In order to develop clean and efficient energy conversion technology, a novel combined cooling, heating and power (CCHP) system using biomass as fuel is proposed in this work. The proposed CCHP system consists of biomass gasification unit, solid oxide fuel cell (SOFC), engine power generation unit and absorption refrigeration unit. Thermodynamic model of the CCHP system is developed for the parametric and exergy analyses to evaluate the performance. The parametric analysis shows that increasing the steam to biomass ratio or the SOFC fuel utilization factor helps to improve the electrical efficiency, while the increase of air equivalent ratio has a negative effect. The exergy analysis shows that the two units of biomass gasification and engine power generation have the largest exergy destruction ratio, which is 46.9% and 16.8% under the biomass flux of 500 kg·h⁻¹. This is because these two units involve in high-temperature thermochemical reaction process, resulting in relatively large exergy destruction. Besides, the tradeoff between maximum exergy efficiency, CCHP efficiency and minimum total annual cost is conducted by multi-objective optimization. Through optimization, the system could reach the high CCHP efficiency of 75% and net electrical efficiency of 52%, as well as the low total annual cost of 410 k$ simultaneously. This work could provide the basic design idea, and high-efficiency and low-cost operation strategy for the practical application of the proposed novel biomass-fueled CCHP poly-generation system.
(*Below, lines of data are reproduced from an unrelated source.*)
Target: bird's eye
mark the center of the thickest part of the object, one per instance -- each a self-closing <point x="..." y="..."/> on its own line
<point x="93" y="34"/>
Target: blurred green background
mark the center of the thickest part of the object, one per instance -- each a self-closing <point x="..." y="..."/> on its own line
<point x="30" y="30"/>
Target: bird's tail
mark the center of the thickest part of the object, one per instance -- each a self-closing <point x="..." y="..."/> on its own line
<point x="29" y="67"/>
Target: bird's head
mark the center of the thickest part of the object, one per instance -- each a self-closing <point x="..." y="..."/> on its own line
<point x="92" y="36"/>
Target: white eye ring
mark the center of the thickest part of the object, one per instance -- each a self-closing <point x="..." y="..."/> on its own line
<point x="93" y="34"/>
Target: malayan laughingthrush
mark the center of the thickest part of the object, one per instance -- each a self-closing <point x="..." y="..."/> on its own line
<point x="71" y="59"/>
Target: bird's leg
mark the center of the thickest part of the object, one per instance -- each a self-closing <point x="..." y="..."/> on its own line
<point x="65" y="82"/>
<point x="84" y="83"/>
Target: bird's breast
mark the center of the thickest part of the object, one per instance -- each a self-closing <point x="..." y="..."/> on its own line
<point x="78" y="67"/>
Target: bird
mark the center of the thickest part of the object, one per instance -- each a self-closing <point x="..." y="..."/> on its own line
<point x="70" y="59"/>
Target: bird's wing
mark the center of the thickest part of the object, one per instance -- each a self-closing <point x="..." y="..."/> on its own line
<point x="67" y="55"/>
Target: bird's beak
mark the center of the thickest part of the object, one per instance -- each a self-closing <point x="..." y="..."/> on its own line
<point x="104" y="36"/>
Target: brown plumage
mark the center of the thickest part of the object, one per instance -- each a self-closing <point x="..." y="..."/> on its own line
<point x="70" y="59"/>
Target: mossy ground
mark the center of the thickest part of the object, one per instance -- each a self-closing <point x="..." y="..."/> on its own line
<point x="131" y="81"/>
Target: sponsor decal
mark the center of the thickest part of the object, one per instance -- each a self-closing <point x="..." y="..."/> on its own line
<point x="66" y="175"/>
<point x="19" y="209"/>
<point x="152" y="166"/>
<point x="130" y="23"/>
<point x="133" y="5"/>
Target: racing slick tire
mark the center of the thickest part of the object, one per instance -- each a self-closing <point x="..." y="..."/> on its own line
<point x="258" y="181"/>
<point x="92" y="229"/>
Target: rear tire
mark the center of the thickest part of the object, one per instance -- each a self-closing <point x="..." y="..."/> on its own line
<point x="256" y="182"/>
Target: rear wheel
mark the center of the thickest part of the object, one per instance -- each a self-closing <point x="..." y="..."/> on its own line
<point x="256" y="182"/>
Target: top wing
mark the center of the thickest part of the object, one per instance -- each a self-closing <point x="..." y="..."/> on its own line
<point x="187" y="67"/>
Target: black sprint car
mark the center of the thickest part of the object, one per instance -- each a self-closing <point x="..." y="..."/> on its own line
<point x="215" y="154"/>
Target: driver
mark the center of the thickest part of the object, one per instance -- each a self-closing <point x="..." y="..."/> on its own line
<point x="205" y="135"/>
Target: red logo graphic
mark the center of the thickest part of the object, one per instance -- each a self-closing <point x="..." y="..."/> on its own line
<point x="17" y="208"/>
为了发展清洁高效的能源转换技术，这项工作提出了一种以生物质为燃料的新型冷热电联产系统。拟议的CCHP系统由生物质气化装置，固体氧化物燃料电池（SOFC），发动机发电装置和吸收式制冷装置组成。开发了CCHP系统的热力学模型，用于参数分析和火用分析以评估性能。参数分析表明，提高蒸汽/生物质比或SOFC燃料利用率有助于提高电效率，而增加空气当量比则具有负面影响。火用分析表明，生物质气化和发动机发电这两个单元的火用破坏率最大，分别为46.9％和16。^-1。这是因为这两个单元参与高温热化学反应过程，导致相对较大的火用破坏。此外，通过多目标优化在最大火用效率，CCHP效率和最小总年度成本之间进行权衡。通过优化，该系统可以达到75％的CCHP高效效率和52％的净电气效率，以及每年410k $的较低总成本。这项工作可以为提出的新型生物质燃料热电联产多联产系统的实际应用提供基本的设计思路，以及高效，低成本的运营策略。